One study showed that consuming Isla-Moos lozenges (80 mg Icelandic moss extract per lozenge) for 2 weeks led to itching, nausea, abdominal pain, heartburn, and burning inside the mouth in less than 1% of participants (6 out of 1,848) (
There are no known drug interactions from taking Icelandic moss, but it does contain fibrous mucilage compounds (lichenan and isolichenan), which may decrease the absorption of medications and reduce their efficacy (
Further, because Icelandic moss absorbs pollutants, it may contain high amounts of lead and other heavy metals, though more data is needed.
Side effects of taking Icelandic moss may include itching, nausea, abdominal pain, heartburn, and mouth irritation. It may also decrease the efficacy of certain medications, and untreated varieties may contain high levels of heavy metals.
Icelandic moss appears to be safe when taken as an extract in lozenges for children and adults with dry cough and sore throat, provided they follow the recommended dosage for no more than 1–2 weeks (14).
Though likely safe due to similar preparation techniques, no safety data is available for Icelandic moss syrup.
Icelandic moss appears safe when taken as a cough or cold lozenge. Those who are pregnant, breastfeeding, or are taking medications should avoid taking Icelandic moss due to lack of safety data.
Icelandic moss is a natural remedy for cold and cough relief in many European countries and is usually sold as a lozenge (Isla-Moss) or syrup.
It’s also available as an herbal tea or ground powder added to soups, porridge, and other dishes.
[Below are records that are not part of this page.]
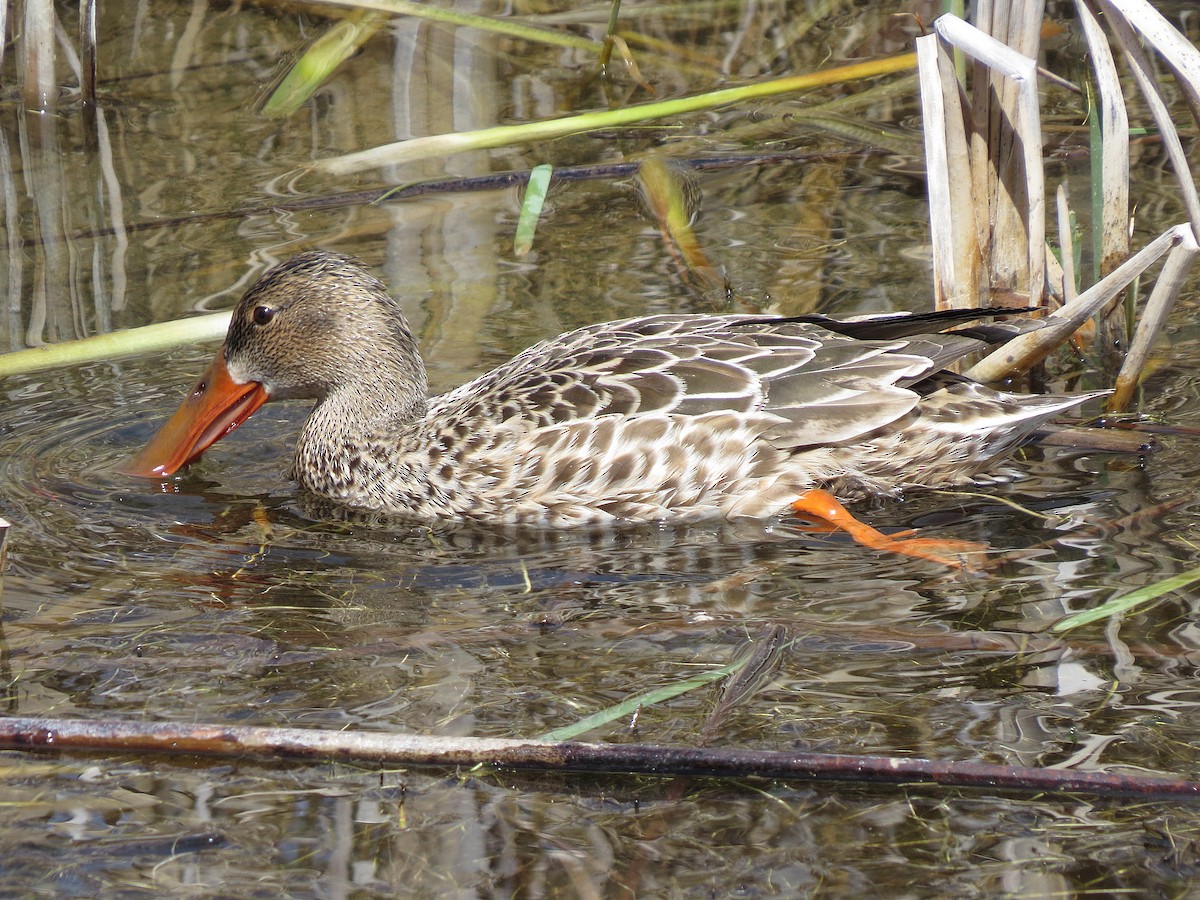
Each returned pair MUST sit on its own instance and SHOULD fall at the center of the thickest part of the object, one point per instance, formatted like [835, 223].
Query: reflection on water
[226, 595]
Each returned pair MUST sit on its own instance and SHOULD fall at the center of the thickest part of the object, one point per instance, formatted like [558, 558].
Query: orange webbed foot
[823, 508]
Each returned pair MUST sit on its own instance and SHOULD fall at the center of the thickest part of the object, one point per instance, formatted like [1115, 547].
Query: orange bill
[216, 406]
[822, 507]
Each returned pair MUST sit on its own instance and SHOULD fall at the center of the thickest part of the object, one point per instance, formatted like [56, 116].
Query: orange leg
[823, 508]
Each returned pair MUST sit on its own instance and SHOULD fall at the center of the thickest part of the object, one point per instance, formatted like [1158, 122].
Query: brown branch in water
[457, 185]
[108, 736]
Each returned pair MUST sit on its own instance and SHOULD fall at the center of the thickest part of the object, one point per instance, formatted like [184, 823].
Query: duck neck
[346, 442]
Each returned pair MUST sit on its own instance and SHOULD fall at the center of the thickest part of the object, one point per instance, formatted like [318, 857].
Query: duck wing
[805, 383]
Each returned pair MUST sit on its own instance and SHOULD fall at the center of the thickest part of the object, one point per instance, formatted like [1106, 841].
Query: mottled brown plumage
[653, 418]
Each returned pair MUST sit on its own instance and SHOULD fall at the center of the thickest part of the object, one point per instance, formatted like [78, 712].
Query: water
[228, 598]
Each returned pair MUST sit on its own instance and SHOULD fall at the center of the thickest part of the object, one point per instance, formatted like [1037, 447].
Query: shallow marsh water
[225, 597]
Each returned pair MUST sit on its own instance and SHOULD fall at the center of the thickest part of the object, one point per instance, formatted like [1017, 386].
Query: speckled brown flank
[652, 418]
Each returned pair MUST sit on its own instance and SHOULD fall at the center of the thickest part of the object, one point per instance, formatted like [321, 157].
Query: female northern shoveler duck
[653, 418]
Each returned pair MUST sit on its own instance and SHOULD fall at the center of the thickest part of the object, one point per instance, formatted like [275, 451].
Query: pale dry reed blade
[1114, 222]
[969, 184]
[1024, 352]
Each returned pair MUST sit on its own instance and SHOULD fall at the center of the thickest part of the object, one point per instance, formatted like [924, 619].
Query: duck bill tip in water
[216, 406]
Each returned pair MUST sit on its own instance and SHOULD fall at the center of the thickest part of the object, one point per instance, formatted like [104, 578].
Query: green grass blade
[628, 707]
[160, 336]
[508, 135]
[1128, 601]
[325, 54]
[531, 208]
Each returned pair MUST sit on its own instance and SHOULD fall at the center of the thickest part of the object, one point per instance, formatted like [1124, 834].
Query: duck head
[318, 325]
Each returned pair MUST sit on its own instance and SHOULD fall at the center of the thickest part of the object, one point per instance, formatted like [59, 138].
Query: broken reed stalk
[60, 735]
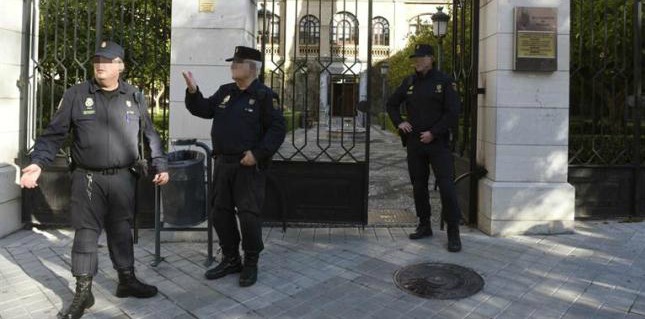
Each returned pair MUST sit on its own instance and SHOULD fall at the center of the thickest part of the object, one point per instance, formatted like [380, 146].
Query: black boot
[249, 274]
[454, 242]
[228, 265]
[423, 230]
[130, 286]
[83, 298]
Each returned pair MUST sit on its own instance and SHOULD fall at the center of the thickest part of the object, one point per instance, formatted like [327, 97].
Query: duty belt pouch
[140, 167]
[404, 137]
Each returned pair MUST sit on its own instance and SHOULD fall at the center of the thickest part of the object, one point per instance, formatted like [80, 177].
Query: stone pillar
[11, 33]
[523, 130]
[200, 43]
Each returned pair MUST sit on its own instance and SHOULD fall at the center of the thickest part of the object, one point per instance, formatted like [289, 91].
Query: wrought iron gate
[316, 62]
[465, 70]
[60, 38]
[606, 140]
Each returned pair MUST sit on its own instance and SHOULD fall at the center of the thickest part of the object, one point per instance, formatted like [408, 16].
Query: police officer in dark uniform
[248, 128]
[104, 117]
[433, 108]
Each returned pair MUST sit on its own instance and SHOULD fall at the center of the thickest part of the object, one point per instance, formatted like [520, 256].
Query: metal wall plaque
[207, 5]
[536, 39]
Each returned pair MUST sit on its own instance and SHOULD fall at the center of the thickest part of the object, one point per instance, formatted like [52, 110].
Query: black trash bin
[184, 197]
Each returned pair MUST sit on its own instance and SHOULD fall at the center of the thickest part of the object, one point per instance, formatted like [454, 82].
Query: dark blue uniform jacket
[431, 101]
[105, 130]
[242, 119]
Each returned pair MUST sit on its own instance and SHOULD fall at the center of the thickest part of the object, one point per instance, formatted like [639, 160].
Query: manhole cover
[438, 281]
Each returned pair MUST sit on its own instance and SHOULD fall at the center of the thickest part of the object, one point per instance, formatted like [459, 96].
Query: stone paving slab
[322, 272]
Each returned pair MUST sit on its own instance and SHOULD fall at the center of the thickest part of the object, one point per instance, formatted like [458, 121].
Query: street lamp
[384, 69]
[440, 28]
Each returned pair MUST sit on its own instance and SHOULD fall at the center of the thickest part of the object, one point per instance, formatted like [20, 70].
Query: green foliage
[68, 36]
[601, 129]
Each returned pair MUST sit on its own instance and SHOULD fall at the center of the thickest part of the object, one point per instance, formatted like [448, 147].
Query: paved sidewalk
[599, 272]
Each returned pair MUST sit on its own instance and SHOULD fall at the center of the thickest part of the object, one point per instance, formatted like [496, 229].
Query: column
[201, 40]
[11, 33]
[523, 130]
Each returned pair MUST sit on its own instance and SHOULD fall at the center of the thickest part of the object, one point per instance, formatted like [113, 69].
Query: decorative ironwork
[606, 153]
[438, 281]
[465, 71]
[320, 79]
[602, 86]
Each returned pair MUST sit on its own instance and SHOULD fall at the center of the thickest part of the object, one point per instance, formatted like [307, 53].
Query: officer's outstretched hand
[248, 159]
[30, 175]
[405, 126]
[190, 81]
[161, 178]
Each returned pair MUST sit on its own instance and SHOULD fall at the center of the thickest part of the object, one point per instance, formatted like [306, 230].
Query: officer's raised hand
[30, 175]
[405, 126]
[426, 137]
[190, 81]
[248, 159]
[161, 178]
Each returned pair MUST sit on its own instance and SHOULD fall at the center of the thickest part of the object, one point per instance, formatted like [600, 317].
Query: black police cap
[110, 50]
[422, 50]
[246, 53]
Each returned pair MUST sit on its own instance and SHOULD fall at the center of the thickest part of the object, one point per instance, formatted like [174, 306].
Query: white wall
[10, 66]
[200, 43]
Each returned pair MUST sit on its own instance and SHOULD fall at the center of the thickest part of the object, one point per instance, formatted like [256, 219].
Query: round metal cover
[438, 281]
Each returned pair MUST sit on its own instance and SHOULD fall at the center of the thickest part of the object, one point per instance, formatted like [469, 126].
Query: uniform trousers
[437, 155]
[102, 200]
[238, 189]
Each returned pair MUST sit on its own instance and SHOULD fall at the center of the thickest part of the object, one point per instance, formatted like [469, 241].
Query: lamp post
[384, 69]
[440, 28]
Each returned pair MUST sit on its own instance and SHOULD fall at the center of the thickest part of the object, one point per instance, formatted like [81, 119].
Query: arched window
[344, 29]
[309, 30]
[419, 22]
[272, 24]
[380, 31]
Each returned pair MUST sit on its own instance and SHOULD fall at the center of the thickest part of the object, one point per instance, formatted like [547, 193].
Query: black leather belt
[105, 171]
[229, 158]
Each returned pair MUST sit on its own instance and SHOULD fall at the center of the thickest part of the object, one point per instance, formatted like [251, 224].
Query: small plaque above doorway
[536, 39]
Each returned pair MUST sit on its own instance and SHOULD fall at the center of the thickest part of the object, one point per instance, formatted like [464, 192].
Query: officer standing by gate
[104, 117]
[248, 128]
[432, 109]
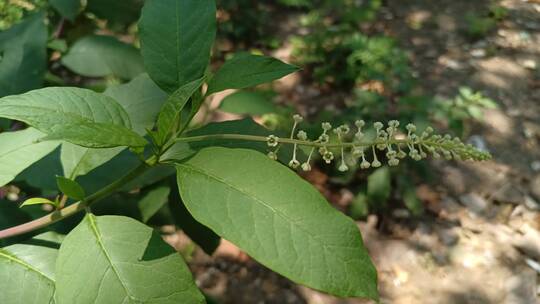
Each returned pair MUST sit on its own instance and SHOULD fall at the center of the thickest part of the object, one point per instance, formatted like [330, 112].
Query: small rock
[448, 237]
[474, 202]
[521, 288]
[478, 53]
[401, 213]
[535, 187]
[478, 142]
[531, 203]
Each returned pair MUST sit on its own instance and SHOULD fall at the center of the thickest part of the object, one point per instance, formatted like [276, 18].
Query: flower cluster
[354, 147]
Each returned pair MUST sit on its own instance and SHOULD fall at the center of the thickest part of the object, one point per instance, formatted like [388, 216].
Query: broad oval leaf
[124, 262]
[176, 39]
[47, 109]
[27, 270]
[77, 160]
[277, 218]
[19, 150]
[96, 135]
[154, 200]
[246, 102]
[98, 56]
[171, 110]
[248, 70]
[24, 56]
[38, 201]
[142, 99]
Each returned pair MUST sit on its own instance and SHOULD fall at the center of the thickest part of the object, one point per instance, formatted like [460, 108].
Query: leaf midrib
[9, 256]
[242, 191]
[95, 231]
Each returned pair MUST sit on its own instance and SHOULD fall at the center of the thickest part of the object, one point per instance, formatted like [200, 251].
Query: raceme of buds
[396, 145]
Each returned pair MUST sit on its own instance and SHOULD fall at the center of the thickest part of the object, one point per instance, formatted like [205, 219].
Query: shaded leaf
[176, 39]
[52, 108]
[96, 135]
[129, 263]
[77, 160]
[27, 270]
[171, 110]
[24, 57]
[98, 56]
[70, 188]
[19, 150]
[278, 219]
[246, 102]
[142, 99]
[378, 189]
[207, 239]
[248, 70]
[153, 201]
[38, 201]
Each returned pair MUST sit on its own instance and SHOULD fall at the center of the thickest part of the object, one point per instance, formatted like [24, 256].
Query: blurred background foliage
[359, 69]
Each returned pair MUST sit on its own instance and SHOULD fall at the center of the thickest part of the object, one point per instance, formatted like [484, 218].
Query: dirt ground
[480, 241]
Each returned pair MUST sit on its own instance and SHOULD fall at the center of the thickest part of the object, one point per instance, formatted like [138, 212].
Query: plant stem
[283, 140]
[70, 210]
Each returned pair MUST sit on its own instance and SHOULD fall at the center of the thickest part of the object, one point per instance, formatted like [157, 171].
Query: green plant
[138, 135]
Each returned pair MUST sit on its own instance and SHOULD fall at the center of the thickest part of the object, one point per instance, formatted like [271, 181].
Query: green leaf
[176, 39]
[19, 150]
[77, 160]
[97, 135]
[360, 206]
[243, 126]
[52, 108]
[153, 201]
[98, 56]
[207, 239]
[378, 189]
[69, 9]
[27, 270]
[38, 201]
[278, 219]
[248, 70]
[70, 188]
[24, 58]
[112, 259]
[142, 99]
[171, 110]
[10, 216]
[246, 102]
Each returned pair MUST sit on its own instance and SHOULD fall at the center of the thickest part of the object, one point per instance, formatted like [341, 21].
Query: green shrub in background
[98, 172]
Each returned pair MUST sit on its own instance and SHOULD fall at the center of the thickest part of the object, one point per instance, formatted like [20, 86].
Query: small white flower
[326, 126]
[294, 163]
[272, 155]
[302, 135]
[306, 167]
[343, 167]
[272, 140]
Further, it’s sold as a homeopathic tincture in some countries at a ratio of 1-to-5 (Icelandic moss to 40% ethanol) or as a supplement (14).
However, it’s not permitted for sale in the United States besides as a flavoring agent for alcoholic drinks (
You can also purchase Icelandic moss skin care products such as soaps, scrubs, and creams, although little data exists on their efficacy.
Due to a lack of scientific data, an appropriate dosage recommendation can’t be made.
However, because of the risk of potential side effects and drug interactions, it’s best to follow the directions on the label and speak with your healthcare professional before trying it.
Icelandic moss is most popular as a lozenge, but it’s also available as an herbal tea, powder, supplement, homeopathic tincture, and skin care product. Always follow the directions on the package and ask your healthcare professional before trying it.
Icelandic moss is a type of lichen that grows mostly in Iceland. It’s available as a lozenge, cough syrup, supplement, herbal tea, homeopathic tincture, and skin care ingredient.
Some research supports taking Icelandic moss lozenges to alleviate a sore throat, cough, and mouth irritation. However, more research is needed for its use in treating indigestion, cuts or wounds, loss of appetite, and other health issues.
Due to its ability to absorb environmental pollutants, it may contain high levels of heavy metals. Therefore, untreated Icelandic moss should be avoided.
Further, those who are pregnant, breastfeeding, or taking any medications should avoid it.
If you’re looking to try Icelandic moss, check to see if it’s available for sale in your country, and always speak with a healthcare professional before trying it.